In the classroom, he forged a 3.1 grade-point average, which was an achievement in itself considering Kovalenko did not know a word of English when he came to America. In fact, he took freshmen courses two years in a row “because I didn’t know the language.
“It was very difficult to communicate and ask for things just for a normal life.”
Kovalenko was a highly sought-after player. He said more than 150 colleges were interested, many offering full scholarships.
He wanted to go to the University of Virginia and play for Bruce Arena, now the Red Bulls coach.
“I could have gone to Yale, Dartmouth,” he said. “I could have gone to any school I wanted to go. I could have gone to Virginia. Bruce recruited me. I’ll never forget. Every college visit I had the assistant coach picked me up. I went to Virginia and Bruce came to pick me up. We went to dinner and I loved the school. When I started looking for schools in my sophomore year, that’s all I heard. Virginia. Virginia. The best school. They won like five titles in six years, four in a row. So, I told myself that’s where I want to go. That’s the best school. I had a chance to go there.”
But Arena decided to turn pro and became coach of D.C. United in MLS’s inaugural season, forcing Kovalenko to alter his plans.

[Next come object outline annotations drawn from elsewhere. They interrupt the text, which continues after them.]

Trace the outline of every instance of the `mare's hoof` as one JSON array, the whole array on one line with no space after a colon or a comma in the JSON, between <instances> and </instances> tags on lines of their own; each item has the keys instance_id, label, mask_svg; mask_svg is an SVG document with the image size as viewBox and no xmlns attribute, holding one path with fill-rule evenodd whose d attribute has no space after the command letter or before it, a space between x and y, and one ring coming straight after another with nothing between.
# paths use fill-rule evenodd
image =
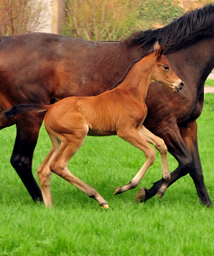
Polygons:
<instances>
[{"instance_id":1,"label":"mare's hoof","mask_svg":"<svg viewBox=\"0 0 214 256\"><path fill-rule=\"evenodd\" d=\"M163 196L164 192L165 191L163 192L163 191L160 191L160 189L157 191L157 194L158 195L159 198L161 198Z\"/></svg>"},{"instance_id":2,"label":"mare's hoof","mask_svg":"<svg viewBox=\"0 0 214 256\"><path fill-rule=\"evenodd\" d=\"M104 209L109 209L109 205L108 204L103 204L103 205L100 205L100 207L102 207L102 208L104 208Z\"/></svg>"},{"instance_id":3,"label":"mare's hoof","mask_svg":"<svg viewBox=\"0 0 214 256\"><path fill-rule=\"evenodd\" d=\"M142 203L146 202L146 189L144 188L139 189L135 197L136 203Z\"/></svg>"},{"instance_id":4,"label":"mare's hoof","mask_svg":"<svg viewBox=\"0 0 214 256\"><path fill-rule=\"evenodd\" d=\"M115 189L114 195L117 195L117 194L122 194L122 187L118 187Z\"/></svg>"}]
</instances>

So, Kovalenko decided to go to Indiana and two other Ukrainian players who settled in Rochester area came along with him — Yuri Lavrinenko and Aleksey Korol. They helped coach Jerry Yeagley, who for most of his career, had resisted using foreign-grown talent until then, capture the 1998 Division I crown.
Kovalenko wanted to turn pro after his sophomore year. But losing in the semifinals and some convincing from Yeagley and assistant coach Michael Freitag (the current head coach) brought him back for one more year — 1998 — and won a national title.
He was able to take down that picture from his wall.
The picture may be gone, but the fire still lives inside Kovalenko.
He admitted he is always working on tempering his temper without losing any of his passion. Through last Saturday’s 4-0 triumph over the Columbus Crew, Kovalenko has accrued 43 yellow cards and five red cards in 186 games over nine seasons.
It hasn’t been easy.
Kovalenko said that he “realized one thing” early on: “It’s not about me. That’s one thing that you forget. You’re in a game and you’re so emotional, so crazy. But you know what? There are 10 guys on the field and 20-24 guys in the locker room. That’s what you’ve got to think about. If you play tennis and get thrown out, you know what? That is my fault and I blame myself.
“To leave the other players down. In soccer you play one man down, it’s a big difference, especially at this level. That’s what I really realized. I still do some things sometimes. I think I’ve gotten a little bit better, but I still have a long way to go.”